Obama's Old Fling Shares Love Letters In New Book
The president was shacking up in the 80s
Author David Maraniss may not have found any birth certificates for his new book Barack Obama: The Story but he may have found something better, an ex-girlfriend.
The book will not be published until later this month, but Vanity Fair got their hands on it and shared some of the more intimate moments of the book, including love letters that he wrote to his first "real" girlfriend, Genevieve Cook.
He met Cook in New York City when he was living in Manhattan, going to Columbia University, holding down a job at Chanticleer Press, a company that made coffee-table books. After spending some months dating, Obama eventually moved in with Cook. She kept a journal the entire time. Not because she felt like he was going to be the President someday, but because she just kept a journal. Now, sharing journal for use in a book? Yes, she has to be doing that because he's the President.
Some of the journal entries paint a nice picture of Obama (he cooked her dinner on their first date), others paint him as a lost soul searching for an identity (he used to carry a copy of Invisible Man on him). Others simply show him as a dude she couldn't live with. Yes, the President was shacking up. Take these two entries for instance:
Monday, December 10, 1984
After a week of Barack and I adjusting to each others constant presence and his displacement, I expect that this week will make it hard to be alone again when he has gone [to Hawaii for Christmas]. We got very irritated w/ each other Fri. night and Saturday, talked about it.
Thursday, December 13, 1984
Induced a flare-up yesterday between Barack and me over a suddenly felt irritation at doing the breakfast dishes. Then I was less than honest when I broached my irritation w/ Barack in the vein of, I’m going to tell you I’m irritated, but only because I don’t want to be, and expected him to just let it roll off his back ... living w/ someone, you inevitably turn your private frustrations out on that person, because that kind of projection is such a basic and pervasively influencing ego defense mechanism. And too, as one is so unaware of the other person’s living reality, I had not taken into account Barack’s feeling of being displaced and in the way. In the end he said I know it’s irritating to have me here, and I wanted to say and mean, no of course it isn’t, but I couldn’t. That has been the biggest surprise, that rather than enjoying his extended presence like a very long weekend, as I think I thought I would, and reveling in the comfort of reliably having someone to eat dinner with, and talk to and go to sleep with, I’ve been …resentful I suppose — no — as he said, impatient and domineering How beneath the surface things are after all.

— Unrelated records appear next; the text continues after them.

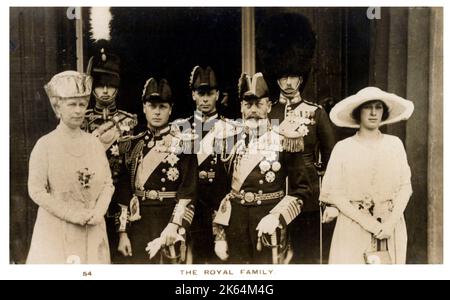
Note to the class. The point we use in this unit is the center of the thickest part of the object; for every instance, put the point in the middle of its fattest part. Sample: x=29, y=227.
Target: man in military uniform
x=113, y=127
x=253, y=217
x=211, y=172
x=287, y=56
x=155, y=221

The journal entries also revealed how distant Obama could be, even when in a relationship. After a while, Cook, who is Australian, took it as her simply not being the one for him.
Thursday, May 23, 1985
Barack leaving my life — at least as far as being lovers goes. In the same way that the relationship was founded on calculated boundaries and carefully, rationally considered developments, it seems to be ending along coolly considered lines. I read back over the past year in my journals, and see and feel several themes in it all … how from the beginning what I have been most concerned with has been my sense of Barack’s withholding the kind of emotional involvement I was seeking. I guess I hoped time would change things and he’d let go and “fall in love” with me. Now, at this point, I’m left wondering if Barack’s reserve, etc. is not just the time in his life, but, after all, emotional scarring that will make it difficult for him to get involved even after he’s sorted his life through with age and experience.
Hard to say, as obviously I was not the person that brought infatuation. (That lithe, bubbly, strong black lady is waiting somewhere!)
From that point, we all know how the story ends.